Bon de la gestion active

Au Canada, une poignée de FNB seulement est gérée de manière entièrement active comme un fonds commun traditionnel, où le gestionnaire de portefeuille prend des décisions quant au moment d’acheter et de vendre tel ou tel titre.

On s’attend à ce que le segment des FNB gérés activement gagne la faveur des investisseurs dans les prochaines années, alors que de plus en plus de gestionnaires actuellement à l’emploi de firmes de fonds communs et de gestion privée adaptent leurs habiletés de sélection de titres au format du FNB.

« Dans l’ensemble, le produit traditionnel fondé sur un indice et à faible coût est bien établi et s’est taillé la plus grande part du marché, souligne Pat Chiefalo. Le marché des FNB s’est construit sur des produits traditionnels à faibles frais, mais on recherche de plus en plus des produits au rendement additionnel. Les FNB ne font que commencer à puiser dans des stratégies actives, mais éventuellement, nous en verrons davantage de strictement actifs. Il y a des fonds communs prospères dont une partie pourrait être intégrée à un format de FNB. »
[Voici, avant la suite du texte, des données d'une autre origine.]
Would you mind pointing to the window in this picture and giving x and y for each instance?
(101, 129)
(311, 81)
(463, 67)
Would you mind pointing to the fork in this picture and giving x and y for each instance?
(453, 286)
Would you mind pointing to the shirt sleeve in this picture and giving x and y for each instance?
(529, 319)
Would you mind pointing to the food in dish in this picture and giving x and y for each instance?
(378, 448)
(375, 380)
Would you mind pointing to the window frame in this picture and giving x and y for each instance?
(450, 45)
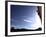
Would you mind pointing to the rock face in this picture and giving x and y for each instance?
(25, 17)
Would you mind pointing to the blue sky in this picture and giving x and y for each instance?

Les gestionnaires de FNB gérés activement peuvent jouir de la même liberté de stratégies que ceux de fonds communs – y compris détenir une portion importante de liquidité dans leur portefeuille si les marchés semblent surévalués.

Leur objectif est de surpasser les indices boursiers en prenant leurs propres décisions quant au fait d’inclure ou non des titres individuels, à leur pondération et au moment de l’échange, au lieu de reproduire un indice ou d’adhérer à un ensemble de règles fixes.

« Au cours des prochaines années, nous verrons plus de firmes de gestion d’actif rendre disponibles les services de leurs gestionnaires étoiles dans les FNB, avec leur éventail de fonds – afin de répondre à différentes avenues de distribution », prévoit Howard Atkinson.